第3章 五陵少年(下)(2/2)
费书瑜沉默片刻,然后突然说道:“我们可以去投军!”
他的声音低沉而坚定,仿佛已经深思熟虑过这个决定。
赵大宝等人闻言,都有些惊讶地看着费书瑜。
他们显然没有想到过这个选择,一时间都有些不知所措。
费书瑜见状便对赵大宝他们几个分析起现在从军的利弊:
朱大人和杨总戎他们既然要同套虏开战,必然会调集我们延绥卫所的兵力前往边塞防御。
现在投军,不但有丰厚的军饷!
还能有机会在战场上杀敌立功,为自己博得一个好前程。
茶馆说书先生有句话说的好,“学成文武艺,卖与帝王家”。
我们几个都有一身好本领,到了军中肯定能有所作为!”
费书瑜越说越激动,最后,他斩钉截铁地说道:“我已经下定决心了,明天我就去卫所交顶班申请!
贵哥儿、大宝和二宝,你们也都有一身好本领,不如和我还有庆哥儿一起去军中搏一个封妻荫子!”

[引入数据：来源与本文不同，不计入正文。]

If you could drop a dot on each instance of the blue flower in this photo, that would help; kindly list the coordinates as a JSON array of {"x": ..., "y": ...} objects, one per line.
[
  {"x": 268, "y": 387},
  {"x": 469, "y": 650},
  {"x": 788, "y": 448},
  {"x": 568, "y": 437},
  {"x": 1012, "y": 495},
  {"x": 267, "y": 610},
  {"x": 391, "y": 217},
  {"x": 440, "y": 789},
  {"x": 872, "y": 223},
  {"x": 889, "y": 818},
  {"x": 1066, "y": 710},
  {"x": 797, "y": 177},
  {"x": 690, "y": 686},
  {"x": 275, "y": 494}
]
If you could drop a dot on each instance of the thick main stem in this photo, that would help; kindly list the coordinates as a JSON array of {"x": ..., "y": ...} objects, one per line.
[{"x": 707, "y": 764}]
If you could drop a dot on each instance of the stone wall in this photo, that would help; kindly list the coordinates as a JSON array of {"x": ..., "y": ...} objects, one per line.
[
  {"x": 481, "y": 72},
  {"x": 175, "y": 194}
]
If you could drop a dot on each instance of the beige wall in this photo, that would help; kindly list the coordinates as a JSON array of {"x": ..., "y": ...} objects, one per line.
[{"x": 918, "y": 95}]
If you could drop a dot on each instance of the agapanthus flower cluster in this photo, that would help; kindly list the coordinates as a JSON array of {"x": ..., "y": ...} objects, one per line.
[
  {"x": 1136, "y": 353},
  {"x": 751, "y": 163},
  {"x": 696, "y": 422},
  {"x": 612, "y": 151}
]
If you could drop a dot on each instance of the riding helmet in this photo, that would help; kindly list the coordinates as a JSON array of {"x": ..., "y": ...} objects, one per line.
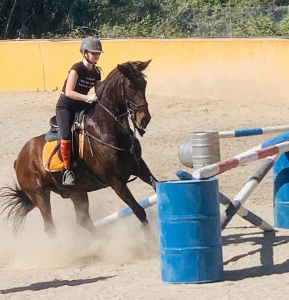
[{"x": 91, "y": 44}]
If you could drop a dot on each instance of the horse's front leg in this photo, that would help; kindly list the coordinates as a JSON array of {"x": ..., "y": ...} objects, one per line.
[
  {"x": 144, "y": 173},
  {"x": 81, "y": 205}
]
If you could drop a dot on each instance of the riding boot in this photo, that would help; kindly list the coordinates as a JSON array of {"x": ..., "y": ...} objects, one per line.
[{"x": 68, "y": 176}]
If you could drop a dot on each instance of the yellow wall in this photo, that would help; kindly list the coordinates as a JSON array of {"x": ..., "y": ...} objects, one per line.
[{"x": 233, "y": 69}]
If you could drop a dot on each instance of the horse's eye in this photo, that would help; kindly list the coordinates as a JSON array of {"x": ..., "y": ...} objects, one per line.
[{"x": 129, "y": 84}]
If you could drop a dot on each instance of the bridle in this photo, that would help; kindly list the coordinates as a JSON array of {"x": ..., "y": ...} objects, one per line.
[{"x": 131, "y": 107}]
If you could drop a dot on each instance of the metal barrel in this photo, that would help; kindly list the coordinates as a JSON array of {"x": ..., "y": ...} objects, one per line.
[
  {"x": 190, "y": 231},
  {"x": 185, "y": 154},
  {"x": 205, "y": 148},
  {"x": 281, "y": 191}
]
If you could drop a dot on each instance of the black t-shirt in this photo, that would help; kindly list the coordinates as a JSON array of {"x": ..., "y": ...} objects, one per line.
[{"x": 85, "y": 81}]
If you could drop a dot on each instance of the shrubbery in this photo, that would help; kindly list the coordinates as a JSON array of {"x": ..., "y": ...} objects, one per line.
[{"x": 143, "y": 18}]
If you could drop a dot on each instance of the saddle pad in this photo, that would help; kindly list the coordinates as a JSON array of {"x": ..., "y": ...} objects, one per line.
[{"x": 55, "y": 164}]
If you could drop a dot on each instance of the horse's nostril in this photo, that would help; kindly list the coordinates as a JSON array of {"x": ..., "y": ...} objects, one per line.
[{"x": 143, "y": 123}]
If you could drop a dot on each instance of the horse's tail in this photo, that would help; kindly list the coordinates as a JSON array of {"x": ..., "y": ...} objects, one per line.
[{"x": 18, "y": 205}]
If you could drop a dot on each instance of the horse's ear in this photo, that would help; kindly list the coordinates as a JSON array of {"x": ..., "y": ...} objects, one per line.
[
  {"x": 143, "y": 65},
  {"x": 124, "y": 70}
]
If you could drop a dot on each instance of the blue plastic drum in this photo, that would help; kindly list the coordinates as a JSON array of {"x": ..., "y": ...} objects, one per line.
[
  {"x": 190, "y": 231},
  {"x": 281, "y": 191}
]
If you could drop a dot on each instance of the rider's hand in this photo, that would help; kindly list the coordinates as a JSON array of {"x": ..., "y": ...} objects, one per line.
[{"x": 91, "y": 98}]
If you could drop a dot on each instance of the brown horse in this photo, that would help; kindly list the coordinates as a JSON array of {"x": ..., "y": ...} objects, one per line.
[{"x": 112, "y": 153}]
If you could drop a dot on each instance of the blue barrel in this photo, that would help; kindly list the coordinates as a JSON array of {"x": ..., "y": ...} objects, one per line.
[
  {"x": 281, "y": 191},
  {"x": 190, "y": 231}
]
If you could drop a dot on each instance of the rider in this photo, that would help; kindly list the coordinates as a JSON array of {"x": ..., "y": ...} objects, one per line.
[{"x": 74, "y": 97}]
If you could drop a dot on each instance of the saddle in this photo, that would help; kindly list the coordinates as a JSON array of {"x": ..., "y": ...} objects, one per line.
[{"x": 52, "y": 159}]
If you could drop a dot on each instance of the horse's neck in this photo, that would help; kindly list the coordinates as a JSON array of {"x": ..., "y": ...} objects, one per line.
[{"x": 109, "y": 101}]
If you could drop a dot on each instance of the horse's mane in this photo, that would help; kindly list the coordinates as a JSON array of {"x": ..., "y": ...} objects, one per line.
[
  {"x": 115, "y": 74},
  {"x": 132, "y": 65}
]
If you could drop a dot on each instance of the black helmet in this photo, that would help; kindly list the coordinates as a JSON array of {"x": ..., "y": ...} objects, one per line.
[{"x": 91, "y": 44}]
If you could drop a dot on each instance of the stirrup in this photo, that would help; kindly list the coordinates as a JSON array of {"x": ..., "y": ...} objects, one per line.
[{"x": 68, "y": 178}]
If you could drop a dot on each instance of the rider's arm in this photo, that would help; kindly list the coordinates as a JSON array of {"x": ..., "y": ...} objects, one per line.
[
  {"x": 96, "y": 86},
  {"x": 70, "y": 86}
]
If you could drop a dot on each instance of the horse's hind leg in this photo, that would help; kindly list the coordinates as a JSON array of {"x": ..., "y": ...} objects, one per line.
[
  {"x": 124, "y": 193},
  {"x": 42, "y": 201},
  {"x": 81, "y": 205},
  {"x": 145, "y": 174}
]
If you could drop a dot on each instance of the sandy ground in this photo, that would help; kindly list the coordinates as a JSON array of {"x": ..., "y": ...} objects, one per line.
[{"x": 75, "y": 266}]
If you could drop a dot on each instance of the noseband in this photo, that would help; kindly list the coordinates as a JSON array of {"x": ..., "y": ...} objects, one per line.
[{"x": 132, "y": 108}]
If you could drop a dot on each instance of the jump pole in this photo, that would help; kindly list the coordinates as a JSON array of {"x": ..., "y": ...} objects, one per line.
[
  {"x": 253, "y": 131},
  {"x": 145, "y": 203},
  {"x": 223, "y": 166},
  {"x": 233, "y": 208},
  {"x": 236, "y": 205}
]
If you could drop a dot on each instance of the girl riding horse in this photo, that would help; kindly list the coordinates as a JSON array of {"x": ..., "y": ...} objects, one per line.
[{"x": 82, "y": 76}]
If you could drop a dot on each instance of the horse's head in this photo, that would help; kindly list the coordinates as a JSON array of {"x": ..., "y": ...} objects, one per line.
[{"x": 133, "y": 85}]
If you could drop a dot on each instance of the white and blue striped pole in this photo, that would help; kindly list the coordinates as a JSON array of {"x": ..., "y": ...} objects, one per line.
[
  {"x": 253, "y": 131},
  {"x": 145, "y": 203}
]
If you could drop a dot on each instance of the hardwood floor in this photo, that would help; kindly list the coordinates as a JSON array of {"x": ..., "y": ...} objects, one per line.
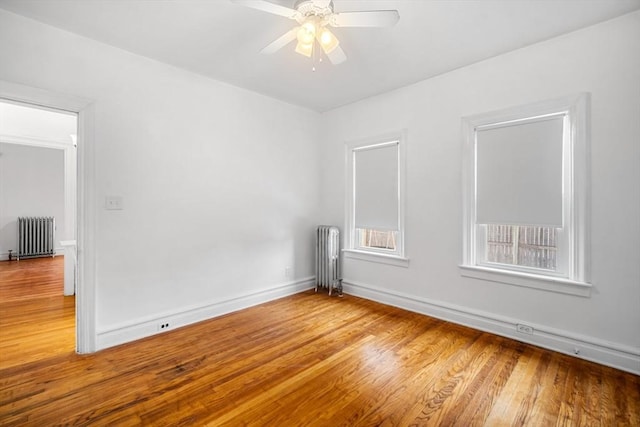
[
  {"x": 308, "y": 359},
  {"x": 36, "y": 320}
]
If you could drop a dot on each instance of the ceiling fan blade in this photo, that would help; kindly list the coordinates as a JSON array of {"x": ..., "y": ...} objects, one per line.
[
  {"x": 269, "y": 7},
  {"x": 337, "y": 56},
  {"x": 321, "y": 3},
  {"x": 372, "y": 18},
  {"x": 281, "y": 42}
]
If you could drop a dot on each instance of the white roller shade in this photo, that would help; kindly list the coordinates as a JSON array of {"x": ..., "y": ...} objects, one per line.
[
  {"x": 519, "y": 173},
  {"x": 376, "y": 187}
]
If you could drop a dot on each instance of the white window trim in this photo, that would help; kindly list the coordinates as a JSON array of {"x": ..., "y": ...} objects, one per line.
[
  {"x": 351, "y": 250},
  {"x": 575, "y": 280}
]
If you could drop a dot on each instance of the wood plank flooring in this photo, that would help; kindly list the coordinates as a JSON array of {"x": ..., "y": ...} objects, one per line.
[{"x": 308, "y": 359}]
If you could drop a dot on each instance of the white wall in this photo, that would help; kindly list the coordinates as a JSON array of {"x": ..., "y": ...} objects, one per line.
[
  {"x": 603, "y": 60},
  {"x": 219, "y": 184},
  {"x": 31, "y": 184}
]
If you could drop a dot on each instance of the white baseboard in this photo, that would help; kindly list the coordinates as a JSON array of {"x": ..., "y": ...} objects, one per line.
[
  {"x": 145, "y": 327},
  {"x": 593, "y": 349}
]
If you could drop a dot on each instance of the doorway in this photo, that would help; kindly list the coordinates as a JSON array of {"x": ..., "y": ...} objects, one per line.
[{"x": 84, "y": 198}]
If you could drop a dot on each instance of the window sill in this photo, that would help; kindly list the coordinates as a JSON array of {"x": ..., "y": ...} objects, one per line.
[
  {"x": 376, "y": 257},
  {"x": 547, "y": 283}
]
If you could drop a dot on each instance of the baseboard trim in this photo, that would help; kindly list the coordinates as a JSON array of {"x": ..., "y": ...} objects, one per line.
[
  {"x": 145, "y": 327},
  {"x": 618, "y": 356},
  {"x": 4, "y": 256}
]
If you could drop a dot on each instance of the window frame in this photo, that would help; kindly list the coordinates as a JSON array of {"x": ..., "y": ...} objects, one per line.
[
  {"x": 352, "y": 248},
  {"x": 573, "y": 244}
]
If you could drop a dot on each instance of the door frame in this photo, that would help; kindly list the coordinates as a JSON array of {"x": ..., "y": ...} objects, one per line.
[{"x": 85, "y": 200}]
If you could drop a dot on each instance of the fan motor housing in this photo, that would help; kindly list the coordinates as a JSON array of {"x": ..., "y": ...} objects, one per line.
[{"x": 308, "y": 7}]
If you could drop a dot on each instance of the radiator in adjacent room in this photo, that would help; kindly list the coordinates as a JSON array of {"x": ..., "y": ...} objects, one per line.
[
  {"x": 36, "y": 236},
  {"x": 328, "y": 258}
]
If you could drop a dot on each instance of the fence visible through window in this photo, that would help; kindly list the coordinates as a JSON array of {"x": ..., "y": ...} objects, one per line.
[{"x": 526, "y": 246}]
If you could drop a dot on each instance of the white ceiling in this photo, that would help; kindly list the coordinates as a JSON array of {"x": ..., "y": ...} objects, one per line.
[{"x": 222, "y": 40}]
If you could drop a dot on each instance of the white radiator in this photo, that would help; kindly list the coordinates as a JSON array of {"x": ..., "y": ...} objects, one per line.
[
  {"x": 328, "y": 258},
  {"x": 36, "y": 236}
]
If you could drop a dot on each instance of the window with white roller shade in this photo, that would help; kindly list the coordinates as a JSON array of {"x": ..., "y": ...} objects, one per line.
[
  {"x": 375, "y": 199},
  {"x": 376, "y": 187},
  {"x": 525, "y": 195},
  {"x": 519, "y": 172}
]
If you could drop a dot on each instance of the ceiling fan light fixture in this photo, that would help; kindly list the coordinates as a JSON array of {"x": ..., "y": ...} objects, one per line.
[{"x": 307, "y": 33}]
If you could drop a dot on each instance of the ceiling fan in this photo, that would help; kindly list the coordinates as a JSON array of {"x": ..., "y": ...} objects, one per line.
[{"x": 313, "y": 18}]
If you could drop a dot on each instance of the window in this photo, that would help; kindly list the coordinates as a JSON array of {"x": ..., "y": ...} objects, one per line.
[
  {"x": 375, "y": 199},
  {"x": 525, "y": 215}
]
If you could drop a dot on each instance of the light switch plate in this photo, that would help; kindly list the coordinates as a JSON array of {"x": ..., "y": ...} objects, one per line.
[{"x": 113, "y": 203}]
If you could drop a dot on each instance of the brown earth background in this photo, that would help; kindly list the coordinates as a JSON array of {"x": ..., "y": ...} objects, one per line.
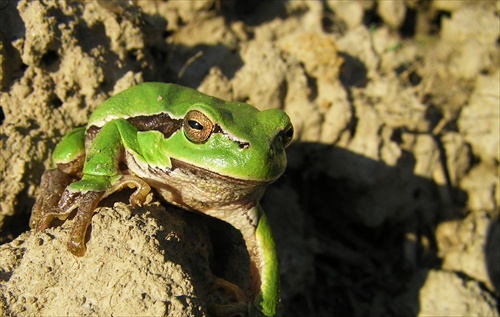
[{"x": 390, "y": 203}]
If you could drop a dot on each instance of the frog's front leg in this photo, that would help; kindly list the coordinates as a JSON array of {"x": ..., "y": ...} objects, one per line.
[
  {"x": 68, "y": 158},
  {"x": 101, "y": 177}
]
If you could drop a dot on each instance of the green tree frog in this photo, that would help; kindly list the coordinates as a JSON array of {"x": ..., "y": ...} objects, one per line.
[{"x": 198, "y": 152}]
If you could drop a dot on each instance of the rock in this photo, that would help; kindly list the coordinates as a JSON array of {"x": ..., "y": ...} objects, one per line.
[
  {"x": 446, "y": 294},
  {"x": 137, "y": 263}
]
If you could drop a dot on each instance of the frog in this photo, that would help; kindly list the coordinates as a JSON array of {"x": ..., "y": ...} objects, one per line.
[{"x": 198, "y": 152}]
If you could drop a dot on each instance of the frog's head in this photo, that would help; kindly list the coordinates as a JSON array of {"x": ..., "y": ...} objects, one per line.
[
  {"x": 235, "y": 139},
  {"x": 232, "y": 139}
]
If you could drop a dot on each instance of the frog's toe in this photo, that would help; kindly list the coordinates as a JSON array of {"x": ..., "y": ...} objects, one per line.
[
  {"x": 233, "y": 300},
  {"x": 76, "y": 247}
]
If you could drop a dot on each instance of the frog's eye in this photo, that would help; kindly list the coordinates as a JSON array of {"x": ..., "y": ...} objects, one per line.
[
  {"x": 287, "y": 135},
  {"x": 197, "y": 126}
]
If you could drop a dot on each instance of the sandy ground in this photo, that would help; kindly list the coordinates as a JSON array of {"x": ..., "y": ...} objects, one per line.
[{"x": 389, "y": 206}]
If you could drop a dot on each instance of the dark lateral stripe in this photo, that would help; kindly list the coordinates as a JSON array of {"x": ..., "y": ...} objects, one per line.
[{"x": 159, "y": 122}]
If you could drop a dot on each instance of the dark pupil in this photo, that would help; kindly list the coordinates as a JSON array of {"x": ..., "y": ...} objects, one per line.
[{"x": 195, "y": 125}]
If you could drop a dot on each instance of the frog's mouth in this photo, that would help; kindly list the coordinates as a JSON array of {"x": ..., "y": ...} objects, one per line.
[
  {"x": 207, "y": 174},
  {"x": 195, "y": 188}
]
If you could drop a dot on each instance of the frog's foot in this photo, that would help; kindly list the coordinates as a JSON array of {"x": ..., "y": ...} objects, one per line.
[
  {"x": 87, "y": 203},
  {"x": 237, "y": 301},
  {"x": 51, "y": 189},
  {"x": 139, "y": 196}
]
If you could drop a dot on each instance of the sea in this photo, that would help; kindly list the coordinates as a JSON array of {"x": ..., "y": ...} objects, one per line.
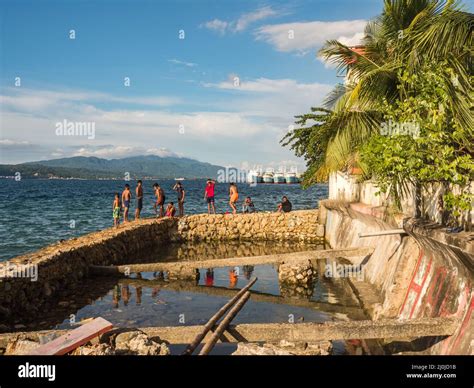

他的目光依次扫过贵哥儿、大宝和二宝,眼中闪烁着兴奋与期待。
费书瑜的一番慷慨陈词让赵大宝他们不由陷入对未来的期许之中。
经过一番沉默和思考,赵家兄弟和贵哥儿最后还是点了点头,同意了费书瑜的提议。
尽管心中对黑市生意仍有些不舍,但他们心中也明白。
费书瑜的提议确实是现在最好的选择。
有时候人生重要的机遇和选择在当时是模糊不清前途不明的,更是无奈地。
就这样,一个原本充满希望的边贸团队不得不解散;
他们那个欣欣向荣的黑市生意也不得不画上句号。
而他们也将踏上一条未知的从军之路。
都是少年意气,事情讲完便又继续开怀畅饮起来。
酒坛再次被举起时,里面的酒已经见了底。
费书瑜将空坛往墙角一扔,声响彻小院。
他踩着满地狼藉站起身,月光恰好从云缝里漏下来,照在院角那杆磨得发亮的长槊上。
喝了酒的人,本就气血上头,爽快话一说出来,自是越说越冲动。
一时间,小院内大伙都觉得豪气干云。
只见赵大宝双手以筹击碗,唱的是九边子弟都会的《从军行》:
大丈夫,立功名,立功名兮慰平生——他嗓音本就亮,此刻带着酒劲,竟有几分穿云裂石的力道。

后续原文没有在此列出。